JavaScript by its very nature can not be easily, if at all, verified. Even if you verify that you are being served the same code as other users and the code is not subverted at one point in time, it's very much expected that the code may change at any time at the web developer's discretion. This is also probably the very reason why Mozilla implemented it like this (so that they can update the Sync experience branding without updating the browser.)

Even if you hard-coded the signature of the JavaScript library file responsible for the cryptographic operations in the binary, browser DOM by itself would require modifications so that any other UI logic script in the page would not be able to sniff your password as you enter it..


> JavaScript by its very nature can not be easily, if at all, verified.

Yes it can, in the same way you mentioned in your previous paragraph. Mozilla post the hash of the JS source file, and any user who wants to can verify the hash of the source file they have can do so in exactly the same way they verify a binary. It's literally calling sha1sum on the js file isntead of the binary.

> This is also probably the very reason why Mozilla implemented it like this (so that they can update the Sync experience branding without updating the browser.)

I'd partially agree here - it's implemented like this so that they can update sync without updating the browser. If there's an issue found, mozilla can fix it, change the JS that is being served, and update the hash of the file. Sync branding (to me) has nothing to do with it.
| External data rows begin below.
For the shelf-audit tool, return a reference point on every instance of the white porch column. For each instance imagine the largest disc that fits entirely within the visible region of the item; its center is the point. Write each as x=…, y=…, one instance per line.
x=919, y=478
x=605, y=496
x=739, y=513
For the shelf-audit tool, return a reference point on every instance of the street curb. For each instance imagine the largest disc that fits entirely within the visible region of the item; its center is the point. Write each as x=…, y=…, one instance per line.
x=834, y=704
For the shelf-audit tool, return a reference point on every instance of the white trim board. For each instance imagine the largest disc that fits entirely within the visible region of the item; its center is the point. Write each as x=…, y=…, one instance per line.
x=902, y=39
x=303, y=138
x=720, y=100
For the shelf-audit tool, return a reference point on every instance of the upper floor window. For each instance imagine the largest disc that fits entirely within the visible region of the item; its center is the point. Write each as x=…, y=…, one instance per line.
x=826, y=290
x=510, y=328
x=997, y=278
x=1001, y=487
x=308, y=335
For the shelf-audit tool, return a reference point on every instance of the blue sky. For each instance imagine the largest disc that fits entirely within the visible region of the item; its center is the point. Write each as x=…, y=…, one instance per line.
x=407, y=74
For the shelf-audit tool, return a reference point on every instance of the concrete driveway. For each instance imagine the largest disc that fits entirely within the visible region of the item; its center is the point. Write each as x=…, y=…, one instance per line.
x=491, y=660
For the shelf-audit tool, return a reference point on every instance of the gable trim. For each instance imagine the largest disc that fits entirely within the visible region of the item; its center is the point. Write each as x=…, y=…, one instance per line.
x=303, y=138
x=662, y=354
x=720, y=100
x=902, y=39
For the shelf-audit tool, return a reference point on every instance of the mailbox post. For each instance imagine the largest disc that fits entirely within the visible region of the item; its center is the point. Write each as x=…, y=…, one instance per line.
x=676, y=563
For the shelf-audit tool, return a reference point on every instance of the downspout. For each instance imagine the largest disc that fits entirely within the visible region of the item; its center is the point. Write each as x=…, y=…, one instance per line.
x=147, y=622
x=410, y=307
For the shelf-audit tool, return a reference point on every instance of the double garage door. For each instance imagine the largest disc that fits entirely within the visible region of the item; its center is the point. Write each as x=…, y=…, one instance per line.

> Even if you hard-coded the signature of the JavaScript library file responsible for the cryptographic operations in the binary, browser DOM by itself would require modifications so that any other UI logic script in the page would not be able to sniff your password as you enter it..

Yes, but this is moving the goalposts from the user verifying the js. This is true whether the code is in the binary or not. If the code goes in the binary, and is shown as part of the DOM, you need to modify the DOM logic to ensure nothing else can see it.